For the film Star Trek, three or four different versions of 23rd-century San Francisco were developed in concept CGI illustrations. Stated Roger Guyett, "There would be no reason there still couldn't be current buildings around." (Star Trek - The Art of the Film, p. 51) Director J.J. Abrams intended to introduce the city with a static camera. "I wanted to do an establishing shot that was part of a scene," Abrams pointed out. "So you see... 'Look, there's future San Francisco.'" (audio commentary, xxx) The production shot aerial plates and scenic reference in the city, which Industrial Light & Magic significantly modified, adding towering buildings supposedly constructed to replace those lost in a mid-21st century cataclysm. As well as adding such futuristic and monothlithic structures, some fairly common reference sites were also used, such as the Transamerica Pyramid and the Golden Gate Bridge. The reuse of these locations helped maintain continuity with earlier Star Trek films. Views of the city predominantly consisted of three-dimensional structures layered through levels of haze, creating parallax effects. Footage set in the grounds of Starfleet Academy required the filmmakers to digitally expand the city from another angle. Associate Visual Effects Supervisor Eddie Pasquarello explained, "Some of our aerial shots of San Francisco began with a real plate; but by the time we were done, it was pretty much all 3D digimatte." (Cinefex, No. 118, pp. 60 & 64)

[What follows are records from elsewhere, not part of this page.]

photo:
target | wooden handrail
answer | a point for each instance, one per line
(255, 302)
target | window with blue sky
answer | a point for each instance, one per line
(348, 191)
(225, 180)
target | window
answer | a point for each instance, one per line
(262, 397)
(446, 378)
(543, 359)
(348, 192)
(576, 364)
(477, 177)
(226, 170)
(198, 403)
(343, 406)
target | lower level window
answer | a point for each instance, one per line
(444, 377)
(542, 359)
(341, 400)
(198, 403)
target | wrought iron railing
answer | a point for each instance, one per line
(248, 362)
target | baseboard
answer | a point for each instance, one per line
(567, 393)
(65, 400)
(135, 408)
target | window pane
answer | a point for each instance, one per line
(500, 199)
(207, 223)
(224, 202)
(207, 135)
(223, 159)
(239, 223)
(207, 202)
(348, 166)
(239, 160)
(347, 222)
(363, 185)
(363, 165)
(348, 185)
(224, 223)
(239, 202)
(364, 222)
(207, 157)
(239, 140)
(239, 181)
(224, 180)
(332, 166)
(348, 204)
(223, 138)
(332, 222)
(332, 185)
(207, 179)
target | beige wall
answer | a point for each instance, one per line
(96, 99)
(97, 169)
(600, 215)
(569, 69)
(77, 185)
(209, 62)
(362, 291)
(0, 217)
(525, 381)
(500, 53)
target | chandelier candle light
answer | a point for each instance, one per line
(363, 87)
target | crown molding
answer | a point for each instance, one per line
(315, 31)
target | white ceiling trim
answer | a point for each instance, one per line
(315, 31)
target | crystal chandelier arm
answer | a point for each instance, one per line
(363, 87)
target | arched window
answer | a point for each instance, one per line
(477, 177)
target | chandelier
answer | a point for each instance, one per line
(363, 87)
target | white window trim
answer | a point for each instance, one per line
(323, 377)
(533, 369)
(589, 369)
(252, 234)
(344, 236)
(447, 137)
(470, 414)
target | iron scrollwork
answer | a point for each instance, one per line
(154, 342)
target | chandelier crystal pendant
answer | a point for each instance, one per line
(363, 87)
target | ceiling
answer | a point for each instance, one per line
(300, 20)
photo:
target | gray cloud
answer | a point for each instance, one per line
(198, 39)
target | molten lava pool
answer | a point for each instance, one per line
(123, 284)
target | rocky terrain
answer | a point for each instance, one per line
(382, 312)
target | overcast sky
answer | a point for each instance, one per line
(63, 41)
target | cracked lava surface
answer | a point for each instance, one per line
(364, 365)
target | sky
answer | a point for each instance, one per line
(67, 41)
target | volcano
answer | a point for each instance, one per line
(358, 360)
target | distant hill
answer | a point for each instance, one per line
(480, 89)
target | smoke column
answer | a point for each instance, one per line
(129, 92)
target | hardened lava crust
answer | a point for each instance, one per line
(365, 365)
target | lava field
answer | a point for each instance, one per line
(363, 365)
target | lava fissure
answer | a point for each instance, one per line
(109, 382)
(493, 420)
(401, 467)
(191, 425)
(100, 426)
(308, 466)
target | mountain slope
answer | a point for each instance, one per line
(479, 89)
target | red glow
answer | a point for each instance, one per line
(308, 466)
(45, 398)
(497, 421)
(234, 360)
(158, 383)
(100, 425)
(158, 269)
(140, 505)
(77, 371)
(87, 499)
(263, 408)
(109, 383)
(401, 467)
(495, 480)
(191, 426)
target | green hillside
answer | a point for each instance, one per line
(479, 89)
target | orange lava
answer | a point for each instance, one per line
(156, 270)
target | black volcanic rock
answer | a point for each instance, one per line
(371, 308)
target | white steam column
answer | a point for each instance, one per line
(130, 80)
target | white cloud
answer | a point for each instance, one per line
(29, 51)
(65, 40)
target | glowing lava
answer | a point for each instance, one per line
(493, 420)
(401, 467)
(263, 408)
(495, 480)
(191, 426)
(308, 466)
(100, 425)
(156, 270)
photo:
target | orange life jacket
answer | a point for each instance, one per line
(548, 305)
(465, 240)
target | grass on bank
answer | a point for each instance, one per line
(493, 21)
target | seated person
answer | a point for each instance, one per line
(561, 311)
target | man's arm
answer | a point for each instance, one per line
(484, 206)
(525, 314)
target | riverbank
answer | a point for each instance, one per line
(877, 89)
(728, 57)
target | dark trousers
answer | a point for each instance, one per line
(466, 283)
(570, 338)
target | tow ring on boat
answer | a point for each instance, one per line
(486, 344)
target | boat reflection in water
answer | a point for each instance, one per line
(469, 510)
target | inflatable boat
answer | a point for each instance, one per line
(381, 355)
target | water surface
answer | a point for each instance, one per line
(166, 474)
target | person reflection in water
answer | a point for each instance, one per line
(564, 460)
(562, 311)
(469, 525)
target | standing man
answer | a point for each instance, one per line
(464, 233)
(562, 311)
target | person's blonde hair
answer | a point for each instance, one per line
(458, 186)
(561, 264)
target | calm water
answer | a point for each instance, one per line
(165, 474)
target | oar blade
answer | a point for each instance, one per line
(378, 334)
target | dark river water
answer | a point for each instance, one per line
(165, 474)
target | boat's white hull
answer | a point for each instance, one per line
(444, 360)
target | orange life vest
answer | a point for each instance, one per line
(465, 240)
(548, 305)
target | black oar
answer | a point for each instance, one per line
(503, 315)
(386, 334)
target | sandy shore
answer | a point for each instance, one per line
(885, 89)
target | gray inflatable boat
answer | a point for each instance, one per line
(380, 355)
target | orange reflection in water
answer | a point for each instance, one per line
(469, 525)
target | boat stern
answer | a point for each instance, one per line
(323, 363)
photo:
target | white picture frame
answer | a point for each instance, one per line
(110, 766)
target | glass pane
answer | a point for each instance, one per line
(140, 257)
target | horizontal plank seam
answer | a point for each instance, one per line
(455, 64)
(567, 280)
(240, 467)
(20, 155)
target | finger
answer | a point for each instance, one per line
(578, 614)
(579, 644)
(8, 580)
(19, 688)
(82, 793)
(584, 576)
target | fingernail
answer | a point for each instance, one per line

Various filming locations were used for the depictions of San Francisco in Star Trek Into Darkness. Industrial Light & Magic Senior Visual Effects Supervisor Roger Guyett recollected, "We used parts of the CAA building in Los Angeles as San Francisco. We modified them a lot, but the style of architecture allowed us to establish a lot of in-camera shots. This time we filmed Starfleet exteriors at the Getty Center in the Santa Monica Mountains, and we used Crystal Cathedral in Garden Grove as subsections of Starfleet." The filmmakers decided that, in San Francisco, buildings newer than the Golden Gate Bridge dwarfed the Transamerica Pyramid. After Roger Guyett shot visual effects plates and aerial reference footage in downtown San Francisco, Tiburon and Los Angeles, ILM developed environment extensions. "We started with the very tall and elongated city buildings that were featured briefly in the previous movie," explained ILM Art Director Yanick Dusseault. "In this movie, we were moving between buildings in 80 or 90 shots, so we had to get more intimate with the design. We spent a lot of time coming up with designs that fit Star Trek and the current city. San Francisco is the perfect location for capturing the Star Trek feel – it's very bright and airy, and fit the optimistic aesthetic." The ILM environments team created a model of futuristic San Francisco featuring sixty high-resolution buildings and then dressed in tiers of lower-resolution architecture. The high-resolution constructs could be exchanged and rotated to produce new configurations. (Cinefex, No. 134, pp. 72 & 74)

According to the Star Trek: Star Charts (p. 32), San Francisco was the capital of the North American continent.